Nurses Rarely Are Punished for Certain Sexual Misconduct, Study Finds

State Nursing Boards Often Fail to Protect Patients

WASHINGTON, D.C. – State nursing boards are failing to protect patients from nurses who engage in sexual misconduct, according to a groundbreaking study by Public Citizen that was published today in Public Health Nursing.

Only 882 U.S. registered and licensed practical or vocational nurses have been reported to the National Practitioner Data Bank (NPDB) over nearly 14 years (from 2003 through 2016) because of such misconduct, according to the study.

Sexual misconduct by nurses is reported to the NPDB only if it results in an adverse disciplinary action by state nursing boards (or, less commonly, certain entities such as hospitals) or malpractice payments. The low number of nurses reported to the NPDB because of this misconduct—despite the fact that millions of nurses worked in the profession over the study period—suggests that many nurses who commit sexual misconduct go unpunished.

“Our findings, along with other published evidence, suggest that many nurses in the U.S. who exploit their patients are not being held to account,” said Azza AbuDagga, health services researcher for Public Citizen’s Health Research Group and lead author of the study. “When just a few of the country’s nurses are flagged for this exploitive behavior, something is clearly wrong. The #MeToo movement shows that this kind of abuse is pervasive in our society, especially when there is a power imbalance between parties. The potential for this abuse of patients is high for nurses, in part, because they spend long hours with patients, often providing care that involves close proximity to patients.”

The study is the first to analyze NPDB reports involving sexual misconduct by nurses.The study also found that although male nurses account for approximately 10 percent of U.S. nurses, males accounted for 63 percent of the nurses reported to the NPDB due to sexual misconduct.

The NPDB contains information about health care professionals, including nurses, who have been subject to adverse state licensing actions (or adverse action by other entities, such as hospitals) or had malpractice payments. This information is required by law to be reported to the NPDB.

According to the study, of the 882 nurses who faced consequences for sexual misconduct that resulted in NPDB reports, 866 were reported by state nursing boards. Nursing boards administered harsh punishments in most of these cases: 91 percent of such reports involved serious actions—including revocation, suspension or voluntary surrender of the nursing license. In contrast, state nursing boards took serious actions in only 75 percent of the nurse reports for other types of offenses.

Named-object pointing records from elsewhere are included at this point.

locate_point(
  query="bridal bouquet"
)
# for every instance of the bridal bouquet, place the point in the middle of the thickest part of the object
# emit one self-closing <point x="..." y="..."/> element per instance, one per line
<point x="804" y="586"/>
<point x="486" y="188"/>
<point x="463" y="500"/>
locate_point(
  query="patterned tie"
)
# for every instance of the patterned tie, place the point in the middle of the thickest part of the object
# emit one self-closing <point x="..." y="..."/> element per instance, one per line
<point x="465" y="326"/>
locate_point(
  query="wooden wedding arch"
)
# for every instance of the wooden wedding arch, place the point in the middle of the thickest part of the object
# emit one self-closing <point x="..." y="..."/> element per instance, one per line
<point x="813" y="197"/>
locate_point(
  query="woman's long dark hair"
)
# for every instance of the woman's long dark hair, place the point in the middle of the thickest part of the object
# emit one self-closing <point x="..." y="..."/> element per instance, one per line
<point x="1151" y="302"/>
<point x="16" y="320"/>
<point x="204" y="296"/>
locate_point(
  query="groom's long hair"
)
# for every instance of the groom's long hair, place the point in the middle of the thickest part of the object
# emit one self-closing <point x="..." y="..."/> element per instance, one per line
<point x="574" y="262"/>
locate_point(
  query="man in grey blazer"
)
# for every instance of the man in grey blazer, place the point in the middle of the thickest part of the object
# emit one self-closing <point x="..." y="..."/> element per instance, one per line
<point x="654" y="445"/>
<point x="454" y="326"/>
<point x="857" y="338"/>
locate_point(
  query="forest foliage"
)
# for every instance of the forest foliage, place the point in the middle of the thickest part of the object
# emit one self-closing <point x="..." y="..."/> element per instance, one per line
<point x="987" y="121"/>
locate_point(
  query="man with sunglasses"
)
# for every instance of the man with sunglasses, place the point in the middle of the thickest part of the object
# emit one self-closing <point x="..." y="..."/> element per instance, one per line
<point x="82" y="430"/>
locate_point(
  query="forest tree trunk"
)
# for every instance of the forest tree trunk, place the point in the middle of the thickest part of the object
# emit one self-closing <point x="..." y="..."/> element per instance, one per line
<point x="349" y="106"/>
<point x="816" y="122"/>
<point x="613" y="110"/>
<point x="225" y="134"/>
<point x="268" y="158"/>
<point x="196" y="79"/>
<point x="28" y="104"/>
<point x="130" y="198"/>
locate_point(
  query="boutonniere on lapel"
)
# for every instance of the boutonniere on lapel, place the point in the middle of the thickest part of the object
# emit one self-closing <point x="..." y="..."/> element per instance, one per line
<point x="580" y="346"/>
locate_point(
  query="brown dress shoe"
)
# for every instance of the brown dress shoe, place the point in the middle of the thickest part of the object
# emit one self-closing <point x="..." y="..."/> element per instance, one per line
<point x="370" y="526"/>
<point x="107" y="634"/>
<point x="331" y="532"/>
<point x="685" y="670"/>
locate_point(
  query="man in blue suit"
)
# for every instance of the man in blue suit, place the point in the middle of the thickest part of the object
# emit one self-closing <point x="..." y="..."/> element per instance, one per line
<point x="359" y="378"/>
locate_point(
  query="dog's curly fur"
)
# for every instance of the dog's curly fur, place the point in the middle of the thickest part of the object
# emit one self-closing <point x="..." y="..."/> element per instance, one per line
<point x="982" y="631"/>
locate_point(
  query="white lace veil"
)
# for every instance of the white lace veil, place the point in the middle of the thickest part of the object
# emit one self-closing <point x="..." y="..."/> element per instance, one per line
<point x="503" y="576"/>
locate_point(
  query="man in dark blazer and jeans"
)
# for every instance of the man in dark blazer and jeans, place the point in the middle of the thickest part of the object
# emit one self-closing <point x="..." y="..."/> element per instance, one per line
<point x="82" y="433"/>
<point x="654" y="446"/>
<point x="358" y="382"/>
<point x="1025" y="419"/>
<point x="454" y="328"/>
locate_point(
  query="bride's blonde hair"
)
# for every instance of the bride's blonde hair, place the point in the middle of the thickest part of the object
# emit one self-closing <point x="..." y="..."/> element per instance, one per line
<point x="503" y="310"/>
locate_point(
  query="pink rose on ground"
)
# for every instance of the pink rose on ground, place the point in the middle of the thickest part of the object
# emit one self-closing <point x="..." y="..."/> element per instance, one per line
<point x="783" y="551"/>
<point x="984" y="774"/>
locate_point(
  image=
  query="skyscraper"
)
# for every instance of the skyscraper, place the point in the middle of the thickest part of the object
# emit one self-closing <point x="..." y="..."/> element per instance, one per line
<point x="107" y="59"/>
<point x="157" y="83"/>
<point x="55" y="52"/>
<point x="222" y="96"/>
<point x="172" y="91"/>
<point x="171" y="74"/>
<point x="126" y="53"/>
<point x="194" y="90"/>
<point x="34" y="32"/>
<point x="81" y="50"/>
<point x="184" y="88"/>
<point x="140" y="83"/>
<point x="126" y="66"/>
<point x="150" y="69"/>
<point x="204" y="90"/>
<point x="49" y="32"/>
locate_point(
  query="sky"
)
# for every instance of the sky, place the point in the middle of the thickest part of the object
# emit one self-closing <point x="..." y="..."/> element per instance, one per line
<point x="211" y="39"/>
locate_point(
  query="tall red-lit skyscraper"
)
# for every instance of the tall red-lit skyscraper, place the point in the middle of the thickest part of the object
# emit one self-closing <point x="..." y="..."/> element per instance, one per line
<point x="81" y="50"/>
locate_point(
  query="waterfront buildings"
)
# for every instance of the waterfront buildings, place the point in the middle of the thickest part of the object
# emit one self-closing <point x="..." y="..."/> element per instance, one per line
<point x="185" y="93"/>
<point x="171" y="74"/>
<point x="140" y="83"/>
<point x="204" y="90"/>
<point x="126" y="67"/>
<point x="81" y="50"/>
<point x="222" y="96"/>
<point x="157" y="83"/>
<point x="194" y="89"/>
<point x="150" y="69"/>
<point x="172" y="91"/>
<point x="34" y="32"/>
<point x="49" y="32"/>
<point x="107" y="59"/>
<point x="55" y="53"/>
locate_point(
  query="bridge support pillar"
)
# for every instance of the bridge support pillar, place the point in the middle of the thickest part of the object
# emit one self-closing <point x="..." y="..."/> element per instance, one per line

However, nearly half of the nurses who engaged in sexual misconduct with patients that led to NPDB malpractice payment reports—16 out of 33—were not disciplined by state nursing boards for their misconduct, the study found.

AbuDagga co-authored the study with Dr. Sidney Wolfe, founder and senior adviser of Public Citizen’s Health Research Group; Dr. Michael Carome, director of Public Citizen’s Health Research Group; and Robert Oshel, retired associate director, Division of Practitioner Data Banks, Department of Health and Human Services.

“State nursing boards have full access to the NPDB data,” Carome explained. “They need to discipline nurses with malpractice payments for sexual misconduct to protect the public. Without such licensing action these nurses would simply be able to abuse more patients.”

Added Wolfe, “These results show that when state nursing boards take a disciplinary action, that action rightly tends to be more serious for sexual misconduct than for other offenses. However, state nursing boards need to heed such misconduct that led to malpractice payouts with the same regulatory vigor.”

The findings for nurses are consistent with those from a 2016 study by Public Citizen that showed that 70 percent of U.S. physicians—177 out of 253—who engaged in sexual misconduct that led to sanctions by hospitals or other health care organizations or malpractice payments were not disciplined by state medical boards for their unethical behavior.

The nurses with sexual misconduct-related reports identified in the new study accounted for just a small fraction (0.6 percent) of all nurses with NPDB reports that met the study criteria. Similarly, Public Citizen’s 2016 study showed that physicians with reports related to sexual misconduct accounted for approximately 1 percent of the total physicians with NPDB reports that met the study criteria.

“This suggests that state health professional licensing boards fail to protect patients who are victimized not just by nurses, but by others in the health care field,” Carome said.